Documentaire de Denis Gheerbrant et Lina Tsrimova (2022)

Il existe bien des manières d'aborder la misère humaine. La plus commune est de détourner les yeux. On évoque moins souvent la tendance qui consiste à rester la regard fixé sur elle, immobilisé par la puissance de ce qui s'impose à nous.


Denis Gheerbrant et Lina Tsrimova réalisent un documentaire situé dans une déchetterie au Kirghizistan. Ils suivent le quotidien de personnes dans une précarité extrême, travaillant jour et nuit dans une montagne d'ordures. Un tel synopsis ne fait pas rêver, néanmoins les documentaires sont rarement utilisés pour inspirer nos rêves. Au contraire, ils sont plus souvent décrits comme des "chocs", des "réveils" nous mettant face à ce qui est habituellement dissimulé ou nié. Dès la fin du générique, je sentais pourtant que "la Colline" n'allait laisser aucune empreinte dans ma mémoire et ceci malgré toute la violence de son propos. Comment expliquer cela ?


Au cours de débats suivant la projection du film, Denis Gheerbrant a précisé que sa volonté n'était pas de faire du "journalisme", de "l'écologique" ou du "politique". Il explique avoir voulu être là pour "redonner de la dignité" à ces personnes, "voir ce qu'elles avaient à lui dire". L’œuvre est ainsi centrée sur le quotidien des différents habitants de la décharge. Les témoignages et tranches de vie se succèdent sans qu'une voix off ne pose de contexte. Bien qu'il soit noble de vouloir redonner de la dignité à ces personnes, une telle volonté nécessiterait à mon sens de les aborder de manière globale, en les replaçant notamment dans un contexte et une trajectoire de vie qui leur sont propres. J'ai trouvé au contraire que les personnes présentées étaient là où nous les attendions, réduits à la simple vividité de leurs conditions de vie et la narration de quelques anecdotes difficiles. Tout l'arsenal du misérabilisme est ainsi convié : témoignages déchirants, instants de souvenir autour d'un album photo ("telle personne est morte... elle aussi elle est morte..."), passages lyriques où un habitant de la décharge montre à la caméra les poèmes qu'il écrit au milieu des ordures... Les créateurs ne lésinent pas sur l'indigent. Jusqu'au point où l'on finit par se demander : mais pourquoi tout ce déballement ? Quelle est la visée d'un tel travail ?
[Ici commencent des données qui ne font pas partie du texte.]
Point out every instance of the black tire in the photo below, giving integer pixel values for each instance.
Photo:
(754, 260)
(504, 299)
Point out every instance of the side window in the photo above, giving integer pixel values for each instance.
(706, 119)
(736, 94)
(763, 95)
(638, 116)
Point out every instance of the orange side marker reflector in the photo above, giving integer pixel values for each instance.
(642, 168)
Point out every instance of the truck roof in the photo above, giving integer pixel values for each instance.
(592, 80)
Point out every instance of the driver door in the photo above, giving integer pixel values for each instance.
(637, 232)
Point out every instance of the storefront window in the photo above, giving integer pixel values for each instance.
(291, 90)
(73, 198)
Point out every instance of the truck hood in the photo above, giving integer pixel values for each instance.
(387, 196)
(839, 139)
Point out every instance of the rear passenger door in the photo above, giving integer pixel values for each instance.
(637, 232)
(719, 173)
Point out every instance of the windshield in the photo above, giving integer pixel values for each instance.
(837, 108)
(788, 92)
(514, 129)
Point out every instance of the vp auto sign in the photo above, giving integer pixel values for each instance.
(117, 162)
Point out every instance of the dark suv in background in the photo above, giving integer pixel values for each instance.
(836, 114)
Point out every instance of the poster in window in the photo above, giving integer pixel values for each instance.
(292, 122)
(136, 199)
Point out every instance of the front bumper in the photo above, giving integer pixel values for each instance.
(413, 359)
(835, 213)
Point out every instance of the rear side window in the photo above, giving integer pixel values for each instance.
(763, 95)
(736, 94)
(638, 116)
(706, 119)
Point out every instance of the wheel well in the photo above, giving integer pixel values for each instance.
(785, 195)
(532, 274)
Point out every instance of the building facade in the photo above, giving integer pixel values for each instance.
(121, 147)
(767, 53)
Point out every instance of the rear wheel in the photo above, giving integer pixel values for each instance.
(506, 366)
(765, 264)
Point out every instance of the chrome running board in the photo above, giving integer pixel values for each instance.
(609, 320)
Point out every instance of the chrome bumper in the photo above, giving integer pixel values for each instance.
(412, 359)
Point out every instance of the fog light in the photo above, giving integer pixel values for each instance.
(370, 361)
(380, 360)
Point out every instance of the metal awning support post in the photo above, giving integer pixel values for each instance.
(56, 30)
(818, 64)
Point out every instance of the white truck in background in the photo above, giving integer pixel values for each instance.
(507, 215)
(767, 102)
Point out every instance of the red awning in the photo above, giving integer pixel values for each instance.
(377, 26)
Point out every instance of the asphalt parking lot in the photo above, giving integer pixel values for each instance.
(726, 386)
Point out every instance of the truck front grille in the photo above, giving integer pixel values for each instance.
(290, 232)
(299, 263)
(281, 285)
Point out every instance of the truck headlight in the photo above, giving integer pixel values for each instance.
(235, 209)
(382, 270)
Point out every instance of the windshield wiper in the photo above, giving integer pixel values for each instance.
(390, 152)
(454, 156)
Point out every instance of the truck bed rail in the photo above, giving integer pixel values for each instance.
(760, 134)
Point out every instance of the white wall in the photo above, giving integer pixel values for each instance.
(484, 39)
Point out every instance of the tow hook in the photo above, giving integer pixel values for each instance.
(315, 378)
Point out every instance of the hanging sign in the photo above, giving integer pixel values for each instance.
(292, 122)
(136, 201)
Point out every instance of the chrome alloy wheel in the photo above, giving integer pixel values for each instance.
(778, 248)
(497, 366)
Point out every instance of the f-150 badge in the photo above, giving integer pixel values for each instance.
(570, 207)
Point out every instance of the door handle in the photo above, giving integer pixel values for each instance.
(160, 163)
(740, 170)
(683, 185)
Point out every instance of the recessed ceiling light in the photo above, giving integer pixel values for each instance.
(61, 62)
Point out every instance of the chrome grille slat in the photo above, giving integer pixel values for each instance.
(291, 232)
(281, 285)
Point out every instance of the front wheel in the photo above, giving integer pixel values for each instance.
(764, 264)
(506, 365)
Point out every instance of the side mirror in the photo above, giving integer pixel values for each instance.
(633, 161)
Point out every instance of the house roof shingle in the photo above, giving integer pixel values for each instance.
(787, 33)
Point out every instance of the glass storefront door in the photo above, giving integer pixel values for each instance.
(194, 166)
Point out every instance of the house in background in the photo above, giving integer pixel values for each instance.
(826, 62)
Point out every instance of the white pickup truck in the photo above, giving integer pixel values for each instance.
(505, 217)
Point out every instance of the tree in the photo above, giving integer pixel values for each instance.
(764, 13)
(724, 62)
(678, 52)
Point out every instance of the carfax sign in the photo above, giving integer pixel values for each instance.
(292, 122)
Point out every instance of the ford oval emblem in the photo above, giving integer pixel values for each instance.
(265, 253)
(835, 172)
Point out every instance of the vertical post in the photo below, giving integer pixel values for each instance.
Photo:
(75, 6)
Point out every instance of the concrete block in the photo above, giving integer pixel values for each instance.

Toujours au cours de la discussion suivant la projection, Gheerbrant a souligné que le film s'inscrivait dans la lignée des questionnements sur la vie : "Comment ces personnes se débrouillent-elles avec la vie ? Comment la subissent-ils ? Qu'est-ce qu'elles en font ?"

Ces interrogations, amplement personnelles, sont intéressantes à explorer, surtout quand la vie se déroule dans des conditions extrêmes. Restituer cette réflexion reste néanmoins complexe et l'accumulation d'images et de témoignages m'a semblé bien insuffisante pour y répondre, donnant ainsi l'impression que le documentaire ne va jamais plus loin que ce que ses sujets donnent à voir. Pour prendre un exemple, nous aurons plusieurs séquences sur le quotidien d'un couple de la déchetterie, mais à aucun moment ne sera évoqué un élément cité au cours des débats : ce couple tiendrait apparemment un "open bar" jouant ainsi un rôle fédérateur au sein de la décharge. C'est bien dommage qu'un tel élément soit omis. Cela nous aurait donné un aperçu plus approfondi du microcosme de la déchetterie et la manière dont les habitants créent du lien, "font" avec la vie qui leur est donnée.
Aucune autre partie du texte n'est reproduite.